On the other hand, the spread between the 5-year treasury and the 2-year treasury did turn very slightly negative last week. If the 10-year less 2-year spread also turns negative, it is a signal that the recovery is late in the game. That’s no surprise. By the way, the fact that no economist I know of looks at the 5-year minus 2-year spread is interesting only because this negative spread must have been discovered by a journalist. The FED generally focuses on the 10-year less 2-year spread. Others focus on the 10-year less 3-month spread. Those are still in positive territory.
No matter though. As we’ve discussed ad nauseam, the current expansion is long in the tooth and there will ultimately be a recession. But, not now. And, the next one is likely to bear little resemblance to the last one. So, let’s assume that the entire yield curve does turn negative. What those articles don’t mention is that the average number of months between when the yield curve (10-year minus 2-year) does turn negative and when a recession historically has started. In the five recessions since 1980, the average lag time between the yield curve turning negative and the recession was about 20 months. The range was between 10 months and 33 months. For those of you with good memories and too much time on your hands, you will remember the recovery from the January 1980 recession was only 18 month when the July 1981 recession started. So it is no wonder that the spread gave only a 10 month warning. But, let’s use 20 months. That puts the beginning of the next recession late in 2020. That’s certainly possible. We will see. But, none of that changes the prospects for continued growth in 2019. And as we said last week, the sky is not falling.

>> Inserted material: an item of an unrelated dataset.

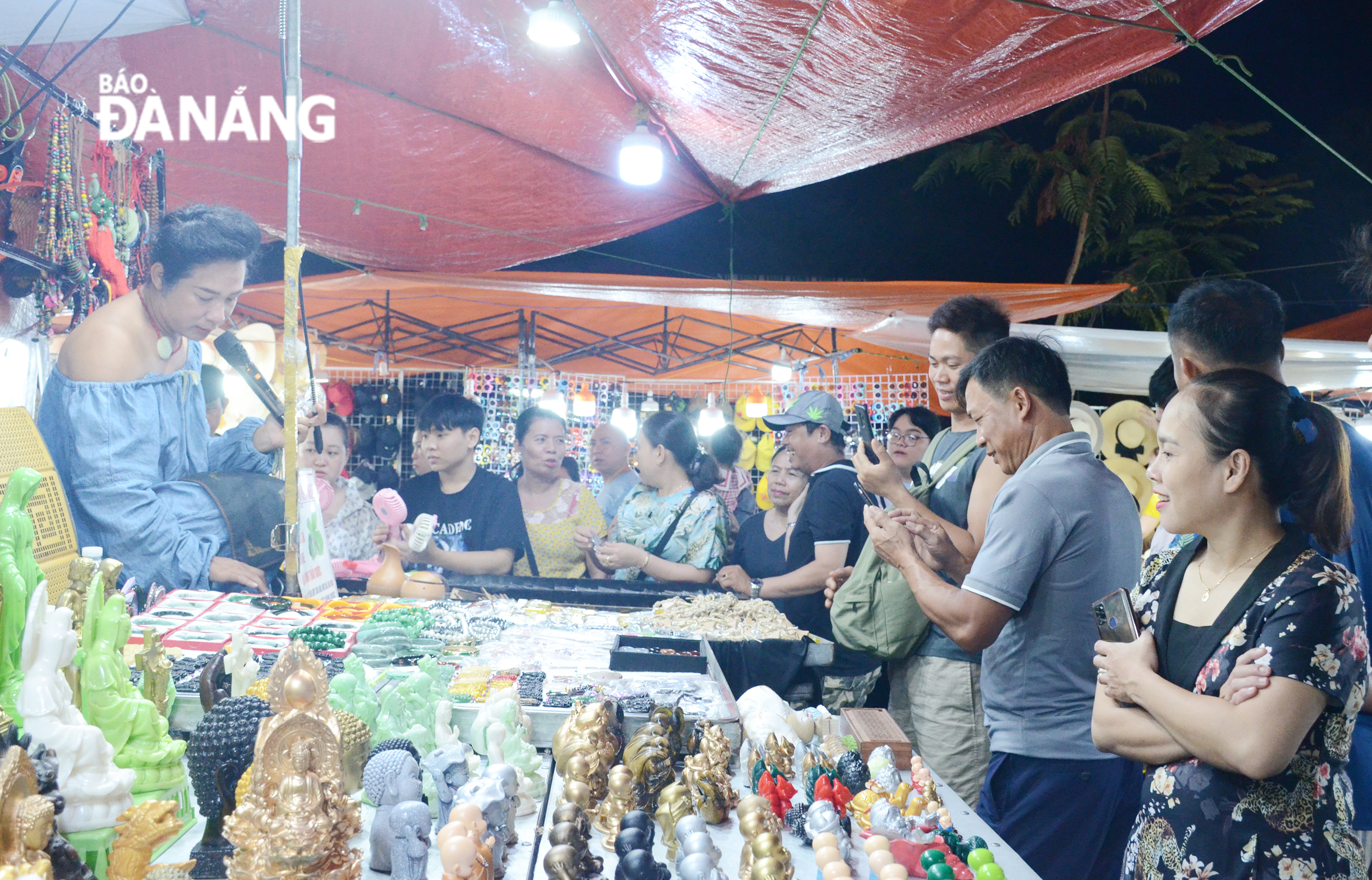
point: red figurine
(777, 793)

This week’s data gives a positive glow to the economy although the employment numbers were below expectations. Jobs grew by 155,000. Unemployment remained low. Consumer sentiment remained high. Consumers remained conservative with their credit cards, although auto and student loan debt continue to grow at a rapid rate. And while new orders for manufactured goods were down for the month, the ISM manufacturing index remained strong. Not a bad picture for an elderly economy.
U.S. employment added 155,000 jobs in November. Expectations were for closer to 200,000 jobs. The unemployment rate was flat at 3.7%. The problem seems to be a shortage of workers as well as concerns about how soon trade issues with China will be resolved. Overall, monthly job increases this year have been very strong despite historically low unemployment rates. This has led to a worker shortage. This, in turn, is causing increases in wage growth that will lead the FED to continue its program of tightening. This pattern is likely to continue at least through 2019.
The University of Michigan Consumer sentiment index remained at 97.5 in December. This is the same as November and reflects continued optimism on the part of consumers.
Manufacturing orders for manufacturing goods fell 2.1% in October. But, it remains 6.9% above a year ago.
U.S. consumer credit increased 0.6% from September and 4.7% from a year ago. Nonrevolving credit grew by $16.2 billion and there was a $9.2 billion increase for revolving credit.
The ISM manufacturing index increased from 57.7 in October to 59.3 in November. Any number above 50 indicates growth in the sector.
The ISM index for non-manufacturing increased 0.4 to 60.7 in November from October. Anything above 50 indicates growth in the sector.
According to the Cromford Report, active listings increased 4.0% in November from October but remains 3.4% below last year. The number of resales decline 9.7% from October and 7.8% from a year ago.